What’s worse is the evercreeping sense that this show is no longer quite as quaint as it once was. Yes, the bakers still only win a cake stand, but they have much higher sights than that now. Nadiya has become a shining beacon of hope for the contestants, with her own show and cookbooks. The bakers’ competitiveness seems to be at an all-time high these days. It’s not that they are mean, but the quaintness is feeling forced in ways it didn’t previously. Instead of a casual show that is a good thing to do, these bakers see this as a life-changing career move, and the “Bake Off” cannot accommodate that tonally.
The biggest problem, however, is the current judges. Paul Hollywood, especially, has an air of self-importance to him that throws the dynamic of “Bake Off” way off. The way he smirks before giving his patented “Paul Hollywood handshake” is not only aggravating, but feels out of line with the kind aesthetic of the show.
The judging continues to feel off when faced with other cultures’ cuisines as well. Season 10 of the show included a Bread Week challenge in which two contestants chose Indian spices in line with their cultural heritage, and both of their respective narratives for the episode included making sure they had the “right” amount of spice for their white, British judges. This constant catering to the palettes of only white judges makes the judging feel more sinister than it should. I don’t leave “Bake Off” happy anymore.
Luckily, my hunger for quaint, British reality TV has been satiated by “The Great Pottery Throwdown.” “Throwdown” has five seasons currently on HBO Max, the last of which was added on March 16 of this year. It has an extremely similar format to “Bake Off” — they are made by the same production company — but manages to feel fresh and fun in a way that “Bake Off” never seems to live up to anymore.

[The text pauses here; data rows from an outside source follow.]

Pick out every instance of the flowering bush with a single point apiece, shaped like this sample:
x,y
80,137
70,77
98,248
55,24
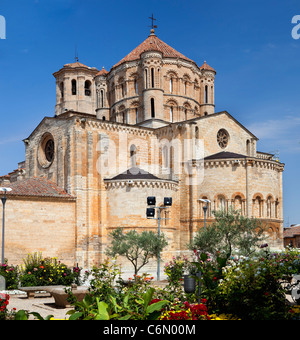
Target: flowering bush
x,y
251,289
175,270
4,301
10,273
38,271
186,311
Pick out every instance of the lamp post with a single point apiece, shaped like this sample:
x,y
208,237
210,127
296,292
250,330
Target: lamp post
x,y
205,207
3,199
150,213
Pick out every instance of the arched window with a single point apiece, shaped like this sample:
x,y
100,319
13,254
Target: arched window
x,y
152,77
185,87
206,94
146,79
165,153
62,89
257,206
248,147
269,207
152,108
133,156
101,98
221,203
238,204
171,85
74,87
87,88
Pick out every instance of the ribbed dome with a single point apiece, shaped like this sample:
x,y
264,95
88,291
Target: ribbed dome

For one, the judges are, simply put, much better television personalities than any “Bake Off” has produced, despite having less flashy names than “Paul Hollywood” and “Mary Berry.” Keith Brymer Jones is the current de facto head judge, having judged the show for all five seasons, and he is an actual delight. Jones is a great bear of man, not unlike Hollywood, but his highest praise is not a selfsatisfied descent from on high like Hollywood’s handshake, but instead to cry. Which he does. Regularly.
The crying can, and did for me when I began the show, come off cloying. Too quaint for its own good. And then it just kept happening. Jones just cried and cried at the beautiful pieces of pottery in front of him — as well as the truly valiant efforts that didn’t pan out — and eventually I was smitten. The crying feels perhaps less saccharine because of the level of critique given. Jones, as well as his current partner in crime Richard Miller, are always polite but stern in their critique. As experts, their observations allow me to see both pros and cons in the work that I otherwise wouldn’t have been able to discern, which is the express goal of their positions.

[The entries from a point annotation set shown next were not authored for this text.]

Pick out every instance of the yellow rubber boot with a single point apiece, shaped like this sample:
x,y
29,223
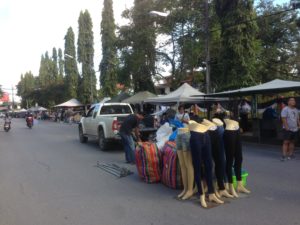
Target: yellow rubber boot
x,y
240,188
187,155
183,173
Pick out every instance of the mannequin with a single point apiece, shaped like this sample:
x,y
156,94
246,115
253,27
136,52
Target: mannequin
x,y
233,151
185,160
218,156
201,153
219,123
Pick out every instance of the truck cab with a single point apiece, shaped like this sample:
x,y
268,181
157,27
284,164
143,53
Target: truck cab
x,y
102,122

It also helps that the stakes feel correctly high on this show. Perhaps because “Throwdown” has nowhere near the success of “Bake Off,” the quaintness feels in line with the situation being played out. The eliminated contestants often remark that they are disappointed with their eliminations specifically because they were learning a lot, and they’d like to remain in pottery to continue that work. On “Throwdown,” being on the show is its own reward, which can no longer be said for “Bake Off.”
Ultimately, though, what matters most is the sense of genuineness that emanates from “Throwdown.” The most recent season featured Miller, who rarely cries, get emotional at the work of one contestant who made the fairy in a fairytale themed work of hers a person of color. Both the contestant and Miller are non-white, and their moment of connection, as Miller spoke about wanting his young daughter to see images like the pottery in front of him, felt unique to “Throwdown.” For the first time, I welled up too, a remarkable thing for a show primarily about pots. In that moment, I understood that what makes “The Great Pottery Throwdown” special is not the quaint tone, but the connection shared by the judges and contestants over artistry. Maybe “Bake Off” needs to remember why it loves baking.